Haluk Dinçer (born 1962) is a Turkish business executive. He spent 30 years at the Sabancı Group, serving as a member of Sabancı Holding's Executive Board from 2002 to 2025 and, most recently, as Financial Services Group President. He served as president of TÜSİAD, the Turkish Industry & Business Association, from 2014 to 2015, and as chairman of the Turkish-American Business Council (TAİK) from 2008 to 2014.

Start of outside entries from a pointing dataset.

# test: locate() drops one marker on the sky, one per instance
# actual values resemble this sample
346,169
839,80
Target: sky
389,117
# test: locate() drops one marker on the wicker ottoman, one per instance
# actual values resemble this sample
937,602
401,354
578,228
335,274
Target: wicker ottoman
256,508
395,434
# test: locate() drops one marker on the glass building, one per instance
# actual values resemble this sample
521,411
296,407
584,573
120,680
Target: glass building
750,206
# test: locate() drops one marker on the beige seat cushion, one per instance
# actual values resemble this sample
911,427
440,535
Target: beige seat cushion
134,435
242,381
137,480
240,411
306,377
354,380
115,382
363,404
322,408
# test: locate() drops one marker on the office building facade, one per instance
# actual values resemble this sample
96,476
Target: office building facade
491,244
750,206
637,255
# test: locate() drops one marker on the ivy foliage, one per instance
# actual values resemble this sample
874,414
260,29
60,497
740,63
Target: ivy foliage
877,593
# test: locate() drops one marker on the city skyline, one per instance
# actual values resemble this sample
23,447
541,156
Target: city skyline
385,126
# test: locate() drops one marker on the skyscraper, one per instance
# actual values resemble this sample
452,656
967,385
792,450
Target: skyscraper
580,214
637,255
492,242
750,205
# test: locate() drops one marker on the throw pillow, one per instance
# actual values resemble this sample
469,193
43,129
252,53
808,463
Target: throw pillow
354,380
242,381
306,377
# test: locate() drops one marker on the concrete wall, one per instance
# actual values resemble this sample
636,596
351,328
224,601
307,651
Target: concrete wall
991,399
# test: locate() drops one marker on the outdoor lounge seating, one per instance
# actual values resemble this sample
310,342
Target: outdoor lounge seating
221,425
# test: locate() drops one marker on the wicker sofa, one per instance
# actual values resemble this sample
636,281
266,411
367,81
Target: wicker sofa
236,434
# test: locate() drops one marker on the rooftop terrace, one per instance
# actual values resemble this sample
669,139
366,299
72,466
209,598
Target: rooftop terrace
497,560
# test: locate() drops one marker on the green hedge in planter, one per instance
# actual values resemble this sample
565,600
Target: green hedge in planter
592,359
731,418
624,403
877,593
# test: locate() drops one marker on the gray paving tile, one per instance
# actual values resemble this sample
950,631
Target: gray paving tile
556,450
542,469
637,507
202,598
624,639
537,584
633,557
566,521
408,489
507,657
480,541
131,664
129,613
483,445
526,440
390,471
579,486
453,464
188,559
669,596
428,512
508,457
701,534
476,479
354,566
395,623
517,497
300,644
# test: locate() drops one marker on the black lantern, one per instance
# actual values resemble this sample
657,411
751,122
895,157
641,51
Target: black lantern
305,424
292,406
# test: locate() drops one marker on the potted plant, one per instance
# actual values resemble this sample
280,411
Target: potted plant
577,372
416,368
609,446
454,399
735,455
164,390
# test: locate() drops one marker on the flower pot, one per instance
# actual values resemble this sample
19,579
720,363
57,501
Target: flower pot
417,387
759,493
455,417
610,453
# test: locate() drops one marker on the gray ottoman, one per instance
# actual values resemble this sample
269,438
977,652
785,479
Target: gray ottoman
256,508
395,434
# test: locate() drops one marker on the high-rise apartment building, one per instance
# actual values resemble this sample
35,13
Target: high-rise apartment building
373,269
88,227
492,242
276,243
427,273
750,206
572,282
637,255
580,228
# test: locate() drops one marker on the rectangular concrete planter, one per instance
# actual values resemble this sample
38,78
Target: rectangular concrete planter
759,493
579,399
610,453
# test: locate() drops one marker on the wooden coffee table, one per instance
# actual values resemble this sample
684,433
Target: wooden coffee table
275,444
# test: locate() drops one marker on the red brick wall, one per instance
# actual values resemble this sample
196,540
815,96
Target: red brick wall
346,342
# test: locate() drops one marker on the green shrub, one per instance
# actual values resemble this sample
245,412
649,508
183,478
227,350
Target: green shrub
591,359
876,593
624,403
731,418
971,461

==Early life and education==
Dinçer attended Lycée Saint-Joseph, Istanbul. He received a bachelor's degree in mechanical engineering in 1985 and an MBA in 1988, both from the University of Michigan. He has two children.

==Career==
Dinçer began his career in 1985 as a project engineer at the General Motors Technical Center in the United States. He joined the Sabancı Group in 1995 and held senior management positions at Temsa before moving to Sabancı Holding in 2001. He was appointed Food Group President and a member of the Holding's Executive Board in 2002, and over the following years advanced through a series of senior leadership roles — including Food and Retail Group President, Retail and Insurance Group President, and Insurance Group President — before being named Financial Services Group President in 2020. He remained a member of Sabancı Holding's Executive Board until March 2025. During his career at Sabancı Holding, Dinçer held chairmanship and board positions in several group companies and international joint ventures across the automotive, retail, insurance and financial-services sectors.

== Business and public roles ==
Dinçer served as president of TÜSİAD from 2014 to 2015, after previously serving as a vice president of the association. He also chaired the Turkish-American Business Council (TAİK), part of the Foreign Economic Relations Board of Turkey (DEİK), from 2008 to 2014. Dinçer has also participated in international business and policy organizations. He served on the International Advisory Council of the Brookings Institution and represented the Turkish business community at G20 Business Summits. He served on the board of the Global Relations Forum (GRF), an independent platform for international affairs, from 2018 to 2022. He has also been a member of the Geneva Association, an international insurance-industry research organization, since 2019.